We were welcomed – almost embraced by love and kindness.  There was a nonjudgmental compassion the radiated out of every staff member.  We were given keys to our rooms, and a tour with the rules of the “house.”  We were shown to our room only after Meghan was allowed to choose a few games to play – and keep – from their back room.  And, after she was given a backpack – with a special monkey, and a monkey blanket.

And on the return trip after the tour, before we saw our room – she was handed a warm, beautiful, blue and green blanket.  Her grateful smile. My heart – full of love in this house.

Our room was on the 11th floor.  Immediately I was at ease with the wood floors, foam mattresses, and EVERYTHING wrapped in plastic.  And there was the most beautiful view.

Lobby
Lobby

Lobby
Lobby

Our Room
Our Room

View out the window
View out the window

And as we each found our way last night into our own level of sleep, there was LOVE.  Everywhere in the room.

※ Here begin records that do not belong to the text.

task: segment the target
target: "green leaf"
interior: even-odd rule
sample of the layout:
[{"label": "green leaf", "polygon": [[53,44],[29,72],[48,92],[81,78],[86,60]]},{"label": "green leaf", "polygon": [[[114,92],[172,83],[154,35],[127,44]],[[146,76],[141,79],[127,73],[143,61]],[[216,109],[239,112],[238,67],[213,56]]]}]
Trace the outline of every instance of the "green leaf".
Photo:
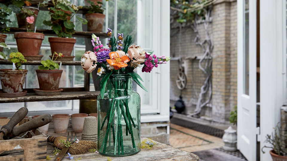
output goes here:
[{"label": "green leaf", "polygon": [[1,42],[0,43],[0,47],[7,47],[8,48],[8,49],[10,49],[10,47],[8,47],[7,44],[5,44],[5,43]]},{"label": "green leaf", "polygon": [[68,29],[73,29],[75,27],[74,23],[70,21],[64,21],[64,26]]},{"label": "green leaf", "polygon": [[137,83],[137,84],[140,87],[141,87],[141,88],[143,89],[146,92],[147,92],[147,90],[146,89],[146,88],[144,87],[144,85],[143,85],[143,84],[141,83],[138,80],[138,77],[137,77],[136,76],[135,76],[135,75],[134,74],[133,74],[133,73],[134,73],[134,72],[133,72],[132,73],[128,72],[127,73],[128,74],[129,74],[129,75],[130,75],[131,76],[132,76],[132,79],[134,80],[135,81],[135,83]]},{"label": "green leaf", "polygon": [[0,58],[1,59],[6,59],[7,58],[7,55],[3,52],[0,52]]},{"label": "green leaf", "polygon": [[84,24],[86,24],[88,23],[88,21],[86,19],[79,16],[76,16],[76,17],[82,23]]},{"label": "green leaf", "polygon": [[108,78],[110,77],[112,73],[112,72],[109,72],[106,73],[105,75],[103,77],[103,79],[100,83],[101,87],[101,96],[102,97],[102,98],[104,98],[105,89],[106,89],[106,86],[107,85],[107,81],[108,80]]},{"label": "green leaf", "polygon": [[134,72],[132,72],[131,74],[132,74],[135,75],[135,76],[136,77],[138,77],[138,78],[140,79],[140,80],[141,80],[142,81],[143,81],[143,82],[144,81],[144,80],[143,80],[142,78],[138,74],[138,73],[136,73]]}]

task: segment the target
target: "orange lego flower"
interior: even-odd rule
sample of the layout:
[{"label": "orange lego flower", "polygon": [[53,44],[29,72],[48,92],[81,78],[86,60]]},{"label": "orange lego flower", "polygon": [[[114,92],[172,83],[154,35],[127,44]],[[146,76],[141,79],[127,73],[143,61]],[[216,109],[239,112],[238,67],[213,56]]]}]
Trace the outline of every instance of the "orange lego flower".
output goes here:
[{"label": "orange lego flower", "polygon": [[117,52],[111,52],[109,55],[111,59],[107,59],[107,62],[112,66],[115,70],[127,66],[128,65],[126,63],[130,61],[129,57],[126,55],[120,57]]}]

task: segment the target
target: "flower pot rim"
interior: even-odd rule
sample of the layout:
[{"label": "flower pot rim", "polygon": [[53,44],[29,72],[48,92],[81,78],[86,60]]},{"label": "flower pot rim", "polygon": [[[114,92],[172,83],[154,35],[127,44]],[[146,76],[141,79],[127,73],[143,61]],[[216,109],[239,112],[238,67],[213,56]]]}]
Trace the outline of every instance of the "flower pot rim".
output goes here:
[{"label": "flower pot rim", "polygon": [[0,69],[0,73],[25,73],[28,72],[27,69],[13,70],[12,69]]},{"label": "flower pot rim", "polygon": [[52,115],[52,117],[70,117],[70,114],[54,114]]},{"label": "flower pot rim", "polygon": [[83,117],[88,116],[88,115],[84,113],[78,113],[73,114],[71,115],[71,117]]},{"label": "flower pot rim", "polygon": [[[20,35],[22,35],[22,36],[20,36]],[[37,38],[43,40],[44,39],[45,36],[45,35],[42,33],[31,32],[16,32],[14,33],[14,38]],[[37,36],[39,37],[38,37]]]},{"label": "flower pot rim", "polygon": [[7,37],[7,35],[2,33],[0,33],[0,37],[6,38]]},{"label": "flower pot rim", "polygon": [[65,42],[68,43],[76,43],[77,40],[75,38],[59,37],[50,37],[48,38],[49,42]]}]

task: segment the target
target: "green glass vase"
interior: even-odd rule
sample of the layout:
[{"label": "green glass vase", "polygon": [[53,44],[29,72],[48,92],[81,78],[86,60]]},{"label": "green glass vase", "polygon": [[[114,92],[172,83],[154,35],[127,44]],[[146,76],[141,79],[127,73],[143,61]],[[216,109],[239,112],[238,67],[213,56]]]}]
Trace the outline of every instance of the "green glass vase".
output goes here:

We checked out gratefully this morning, due to arrive at the hospital for an 11:30 surgery.

View out the window on this "Beautiful Day"
View out the window on this “Beautiful Day”

Waiting for surgery with the new monkey from the bag last night!
Waiting for surgery with the new monkey from the bag last night!

By 3:00 when she finally walked through the doors we had had to spend some time reminding ourselves that we were blessed.

A beautiful chaplain met us this morning, and clearly spoke Meghan’s language.  She compared God to a loyal dog… always there – forever understanding of our needs.

The doctors took extra time with someone else’s baby this morning.  I am glad they have that level of compassion.  I am glad they take their time.

Now they need to take their time with mine.

The last status update came 15 minutes ago.  They only began around 3:40.  Prep took a while.  She is stable, but its slow going.  What to expect from a Cowden’s Syndrome thyroid filled with 16 or more nodules?  Why make it easy.

Thankfully – she has some very special guardian angels on the case today.  And the prayers of countless others.

In our family of three its appropriate to remember “These three remain; faith, hope, and love – and the greatest of these is LOVE!”